Consider part of a savings-bank enterprise that keeps information about all customers and savings accounts. One way to keep the information on a computer is to store it in operating system files. To allow users to manipulate the information, the system has a number of application programs that manipulate the files, including
A program to debit or credit an account
A program to add a new account
A program to find the balance of an account
A program to generate monthly statements
System programmers wrote these application programs to meet the needs of the bank. New application programs are added to the system as the need arises. For example, suppose that the savings bank decides to offer checking accounts. As a result, the bank creates new permanent files that contain information about all the checking accounts maintained in the bank, and it may have to write new application programs to deal with situations that do not arise in savings accounts, such as overdrafts. Thus, as time goes by, the system acquires more files and more application programs.
This typical file-processing system is supported by a conventional operating system. The system stores permanent records in various files, and it needs different application programs to extract records from, and add records to, the appropriate files. Before database management systems (DBMSs) came along, organizations usually stored information in such systems.
Keeping organizational information in a file-processing system has a number of major disadvantages:
Data redundancy and inconsistency.
Since different programmers create the files and application programs over a long period, the various files are likely to have different formats and the programs may be written in several programming languages. Moreover, the same information may be duplicated in several places (files). For example, the address and telephone number of a particular customer may appear in a file that consists of savings-account records and in a file that consists of checking-account records. This redundancy leads to higher storage and access cost. In addition, it may lead to data inconsistency; that is, the various copies of the same data may no longer agree. For example, a changed customer address may be reflected in savings-account records but not elsewhere in the system.
Difficulty in accessing data.
Suppose that one of the bank officers needs to find out the names of all customers who live within a particular postal-code area. The officer asks the data-processing department to generate such a list. Because the designers of the original system did not anticipate this request, there is no application program on hand to meet it. There is, however, an application program to generate the list of all customers. The bank officer has now two choices: either obtain the list of all customers and extract the needed information manually or ask a system programmer to write the necessary application program. Both alternatives are obviously unsatisfactory. Suppose that such a program is written, and that, several days later, the same officer needs to trim that list to include only those customers who have an account balance of $10,000 or more. As expected, a program to generate such a list does not exist. Again, the officer has the preceding two options, neither of which is satisfactory.
The point here is that conventional file-processing environments do not allow needed data to be retrieved in a convenient and efficient manner. More responsive data-retrieval systems are required for general use.
Data isolation. Because data are scattered in various files, and files may be in different formats, writing new application programs to retrieve the appropriate data is difficult.
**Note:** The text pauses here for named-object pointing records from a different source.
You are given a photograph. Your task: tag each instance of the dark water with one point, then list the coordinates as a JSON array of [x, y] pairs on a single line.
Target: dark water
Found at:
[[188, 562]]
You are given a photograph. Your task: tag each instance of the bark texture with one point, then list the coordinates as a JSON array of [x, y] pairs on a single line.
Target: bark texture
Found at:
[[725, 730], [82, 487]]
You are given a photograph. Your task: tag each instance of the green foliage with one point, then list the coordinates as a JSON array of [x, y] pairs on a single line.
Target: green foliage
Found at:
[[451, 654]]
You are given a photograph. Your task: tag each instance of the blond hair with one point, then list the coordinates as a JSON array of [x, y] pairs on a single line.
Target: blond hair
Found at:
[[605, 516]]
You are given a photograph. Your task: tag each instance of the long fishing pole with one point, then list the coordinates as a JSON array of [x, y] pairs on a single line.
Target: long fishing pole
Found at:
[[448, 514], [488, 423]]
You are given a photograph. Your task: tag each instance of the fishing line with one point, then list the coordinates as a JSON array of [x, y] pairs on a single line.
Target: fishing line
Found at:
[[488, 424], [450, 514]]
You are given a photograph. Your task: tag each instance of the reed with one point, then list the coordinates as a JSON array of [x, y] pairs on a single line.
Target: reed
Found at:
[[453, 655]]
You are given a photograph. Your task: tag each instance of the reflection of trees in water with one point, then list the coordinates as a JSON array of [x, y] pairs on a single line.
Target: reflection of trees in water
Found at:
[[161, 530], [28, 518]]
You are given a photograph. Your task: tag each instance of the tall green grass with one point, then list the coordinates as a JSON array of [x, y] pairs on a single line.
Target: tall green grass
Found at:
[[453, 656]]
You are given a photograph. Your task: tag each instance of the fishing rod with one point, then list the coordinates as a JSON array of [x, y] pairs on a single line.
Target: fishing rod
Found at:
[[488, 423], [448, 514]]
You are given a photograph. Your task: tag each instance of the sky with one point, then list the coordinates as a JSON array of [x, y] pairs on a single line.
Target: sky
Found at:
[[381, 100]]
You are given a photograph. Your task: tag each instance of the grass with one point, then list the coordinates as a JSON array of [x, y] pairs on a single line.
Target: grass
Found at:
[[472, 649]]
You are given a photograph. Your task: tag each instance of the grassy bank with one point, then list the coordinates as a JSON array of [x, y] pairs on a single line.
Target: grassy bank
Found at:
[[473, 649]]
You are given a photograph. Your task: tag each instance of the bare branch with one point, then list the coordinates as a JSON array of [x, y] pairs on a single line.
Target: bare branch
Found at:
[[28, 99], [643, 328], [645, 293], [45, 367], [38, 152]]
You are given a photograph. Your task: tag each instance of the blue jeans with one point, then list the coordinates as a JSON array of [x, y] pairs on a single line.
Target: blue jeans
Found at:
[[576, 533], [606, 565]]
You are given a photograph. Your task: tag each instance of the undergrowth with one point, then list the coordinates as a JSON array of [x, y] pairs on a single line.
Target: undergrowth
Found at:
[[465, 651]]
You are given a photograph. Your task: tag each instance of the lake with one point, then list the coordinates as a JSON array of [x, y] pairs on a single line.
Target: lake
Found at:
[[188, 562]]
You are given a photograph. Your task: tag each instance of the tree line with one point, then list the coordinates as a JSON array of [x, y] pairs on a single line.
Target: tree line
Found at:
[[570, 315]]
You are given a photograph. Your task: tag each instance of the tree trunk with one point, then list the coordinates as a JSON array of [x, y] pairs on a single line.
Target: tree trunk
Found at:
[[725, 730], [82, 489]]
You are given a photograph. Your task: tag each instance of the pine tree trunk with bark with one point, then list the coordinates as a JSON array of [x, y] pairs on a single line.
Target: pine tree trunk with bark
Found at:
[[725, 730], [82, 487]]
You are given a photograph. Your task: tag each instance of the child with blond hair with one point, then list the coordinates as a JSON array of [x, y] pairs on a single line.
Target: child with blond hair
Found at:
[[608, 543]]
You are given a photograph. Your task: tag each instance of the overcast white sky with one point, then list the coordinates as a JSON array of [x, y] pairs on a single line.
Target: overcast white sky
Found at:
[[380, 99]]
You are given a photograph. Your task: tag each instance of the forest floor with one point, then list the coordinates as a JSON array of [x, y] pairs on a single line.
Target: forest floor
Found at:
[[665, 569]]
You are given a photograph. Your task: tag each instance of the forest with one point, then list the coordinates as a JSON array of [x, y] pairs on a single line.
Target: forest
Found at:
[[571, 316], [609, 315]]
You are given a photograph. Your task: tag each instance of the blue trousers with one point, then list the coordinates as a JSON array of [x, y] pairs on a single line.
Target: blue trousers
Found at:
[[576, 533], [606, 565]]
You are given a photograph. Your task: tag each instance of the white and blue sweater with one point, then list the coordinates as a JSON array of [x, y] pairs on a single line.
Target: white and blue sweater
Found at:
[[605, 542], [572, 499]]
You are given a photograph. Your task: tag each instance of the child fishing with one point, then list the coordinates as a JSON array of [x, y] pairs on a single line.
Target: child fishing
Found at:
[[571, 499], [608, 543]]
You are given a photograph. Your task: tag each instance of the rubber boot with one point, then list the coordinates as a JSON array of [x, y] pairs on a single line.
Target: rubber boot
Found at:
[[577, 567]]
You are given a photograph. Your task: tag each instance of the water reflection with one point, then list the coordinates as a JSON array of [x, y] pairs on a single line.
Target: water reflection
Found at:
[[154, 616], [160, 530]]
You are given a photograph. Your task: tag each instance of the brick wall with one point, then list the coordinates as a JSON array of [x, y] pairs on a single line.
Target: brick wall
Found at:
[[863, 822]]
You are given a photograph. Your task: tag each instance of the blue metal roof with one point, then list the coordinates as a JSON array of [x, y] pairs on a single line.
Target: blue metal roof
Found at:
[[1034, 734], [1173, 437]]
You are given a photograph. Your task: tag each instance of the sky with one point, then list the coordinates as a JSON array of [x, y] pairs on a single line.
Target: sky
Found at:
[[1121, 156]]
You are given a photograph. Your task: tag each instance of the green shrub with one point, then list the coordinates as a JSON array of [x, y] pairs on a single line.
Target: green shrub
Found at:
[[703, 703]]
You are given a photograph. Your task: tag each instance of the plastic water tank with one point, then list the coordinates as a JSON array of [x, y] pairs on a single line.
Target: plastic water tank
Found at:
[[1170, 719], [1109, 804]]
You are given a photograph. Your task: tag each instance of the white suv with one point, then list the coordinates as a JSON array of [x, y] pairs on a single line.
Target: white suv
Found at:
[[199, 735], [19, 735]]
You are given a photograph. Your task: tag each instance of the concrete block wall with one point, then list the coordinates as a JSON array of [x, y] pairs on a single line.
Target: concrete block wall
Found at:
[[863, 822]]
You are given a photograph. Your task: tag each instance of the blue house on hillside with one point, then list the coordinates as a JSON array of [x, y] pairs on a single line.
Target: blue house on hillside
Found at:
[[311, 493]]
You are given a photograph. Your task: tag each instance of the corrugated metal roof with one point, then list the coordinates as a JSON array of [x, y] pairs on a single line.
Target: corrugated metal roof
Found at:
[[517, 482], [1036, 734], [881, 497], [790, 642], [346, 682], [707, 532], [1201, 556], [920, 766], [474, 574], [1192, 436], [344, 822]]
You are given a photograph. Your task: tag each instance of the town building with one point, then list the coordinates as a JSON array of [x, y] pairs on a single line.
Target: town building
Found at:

Integrity problems. The data values stored in the database must satisfy certain types of consistency constraints. For example, the balance of a bank account may never fall below a prescribed amount (say, $25). Developers enforce these constraints in the system by adding appropriate code in the various application programs. However, when new constraints are added, it is difficult to change the programs to enforce them. The problem is compounded when constraints involve several data items from different files.
Atomicity problems. A computer system, like any other mechanical or electrical device, is subject to failure. In many applications, it is crucial that, if a failure occurs, the data be restored to the consistent state that existed prior to the failure. Consider a program to transfer $50 from account A to account B. If a system failure occurs during the execution of the program, it is possible that the $50 was removed from account A but was not credited to account B, resulting in an inconsistent database state. Clearly, it is essential to database consistency that either both the credit and debit occur, or that neither occur. That is, the funds transfer must be atomic—it must happen in its entirety or not at all. It is difficult to ensure atomicity in a conventional file-processing system.
Concurrent-access anomalies. For the sake of overall performance of the system and faster response, many systems allow multiple users to update the data simultaneously. In such an environment, interaction of concurrent updates may result in inconsistent data. Consider bank account A, containing $500. If two customers withdraw funds (say $50 and $100 respectively) from account A at about the same time, the result of the concurrent executions may leave the account in an incorrect (or inconsistent) state. Suppose that the programs executing on behalf of each withdrawal read the old balance, reduce that value by the amount being withdrawn, and write the result back. If the two programs run concurrently, they may both read the value $500, and write back $450 and $400, respectively. Depending on which one writes the value last, the account may contain either $450 or $400, rather than the correct value of $350. To guard against this possibility, the system must maintain some form of supervision. But supervision is difficult to provide because data may be accessed by many different application programs that have not been coordinated previously.
Security problems. Not every user of the database system should be able to access all the data. For example, in a banking system, payroll personnel need to see only that part of the database that has information about the various bank employees. They do not need access to information about customer accounts. But, since application programs are added to the system in an ad hoc manner, enforcing such security constraints is difficult. These difficulties, among others, prompted the development of database systems. In what follows, we shall see the concepts and algorithms that enable database systems to solve the problems with file-processing systems. In most of this book, we use a bank enterprise as a running example of a typical data-processing application found in a corporation.